Há uma expressão caricata que circula no futebol: só no fim do jogo é que se fazem prognósticos com alguma segurança. Até parece porque enquanto a bola rola podemos misturar dados, emoções e esperança. Depois vem a noite fria dos resultados, e a conversa muda. Aparecem os ‘eu tinha dito’, os sábios tardios que transformam retrospetivamente dúvidas legítimas em certezas tardias.
Neste caso, eu também disse - ou, melhor, escrevi. A 7 de junho, no blog do meu amigo Hermínio Loureiro, e a seu pedido, registava uma expectativa que eu queria ver desmentida. Dizia então: esperava estar enganado, mas julgava que a Seleção nacional não teria sucesso no Mundial. E justificava o essencial: tínhamos um selecionador que, incompreensivelmente, parecia tentar ‘remendar’ a tática ao adversário, em vez de usar o jogo para impor uma ideia. Quando se tem um leque de criativos, com capacidade de decidir, o mais lógico seria a equipa ser ela a determinar o ritmo, o desenho, a ansiedade do oponente. Em vez disso, havia uma sensação persistente de falta de modelo, como se tudo fosse resposta e quase nada fosse plano.
Além disso, apontava carências difíceis de disfarçar: faltava um triângulo mais competente entre centrais e trinco, e Cristiano Ronaldo - por mais mérito que tenha e por mais marca que continue a deixar - já não podia ser tratado como chave mágica de tudo. A minha tese era clara: Ronaldo deveria funcionar como solução para os últimos vinte ou trinta minutos de jogos difíceis e não como muleta permanente. Com limitações destas, eu perguntava: «Com que confiança podemos ir longe?». E a resposta era inevitável: iríamos apenas se houvesse um treinador mais competente, que soubesse escolher os melhores, definir um modelo tático e, sobretudo, alinhar o talento com uma identidade de jogo.

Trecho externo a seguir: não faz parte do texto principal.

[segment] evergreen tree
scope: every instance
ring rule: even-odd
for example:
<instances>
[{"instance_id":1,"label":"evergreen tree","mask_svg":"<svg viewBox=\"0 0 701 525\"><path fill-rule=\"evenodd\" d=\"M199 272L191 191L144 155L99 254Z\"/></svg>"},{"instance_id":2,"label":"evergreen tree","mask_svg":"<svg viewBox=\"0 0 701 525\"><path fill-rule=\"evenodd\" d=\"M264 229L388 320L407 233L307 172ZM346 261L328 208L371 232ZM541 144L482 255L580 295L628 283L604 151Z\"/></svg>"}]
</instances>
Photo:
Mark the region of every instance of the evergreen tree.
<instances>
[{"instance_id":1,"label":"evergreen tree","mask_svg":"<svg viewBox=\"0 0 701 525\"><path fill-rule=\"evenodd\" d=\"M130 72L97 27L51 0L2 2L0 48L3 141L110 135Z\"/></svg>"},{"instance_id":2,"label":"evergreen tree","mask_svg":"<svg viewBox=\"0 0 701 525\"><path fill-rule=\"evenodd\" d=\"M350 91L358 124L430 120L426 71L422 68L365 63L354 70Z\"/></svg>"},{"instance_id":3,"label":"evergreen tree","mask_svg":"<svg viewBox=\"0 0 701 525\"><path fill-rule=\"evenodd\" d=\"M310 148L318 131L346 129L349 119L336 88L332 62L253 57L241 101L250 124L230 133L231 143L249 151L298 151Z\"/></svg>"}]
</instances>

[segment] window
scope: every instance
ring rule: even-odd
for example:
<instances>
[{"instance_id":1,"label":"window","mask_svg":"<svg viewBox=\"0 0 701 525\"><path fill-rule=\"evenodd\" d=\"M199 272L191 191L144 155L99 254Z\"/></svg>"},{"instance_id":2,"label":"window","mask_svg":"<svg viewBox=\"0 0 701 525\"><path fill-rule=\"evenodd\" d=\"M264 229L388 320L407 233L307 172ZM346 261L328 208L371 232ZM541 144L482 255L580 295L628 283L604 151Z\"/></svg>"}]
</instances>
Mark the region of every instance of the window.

Infelizmente, não estava enganado.
A Seleção saiu cedo do torneio, e até aqui a primeira injustiça foi a sorte - ou, se preferirem, a segunda oportunidade desperdiçada. O dado que pesa é simples: o único jogo em que a equipa dominou claramente foi contra o Uzbequistão. No conjunto, o que realmente falhou foi a consistência das exibições: poucas vezes houve domínio prolongado, poucas vezes houve convicção traduzida em lances, e muitas vezes pareceu que o talento estava ali, mas não estava organizado. Uma coisa é ter futebolistas; outra é transformá-los em equipa.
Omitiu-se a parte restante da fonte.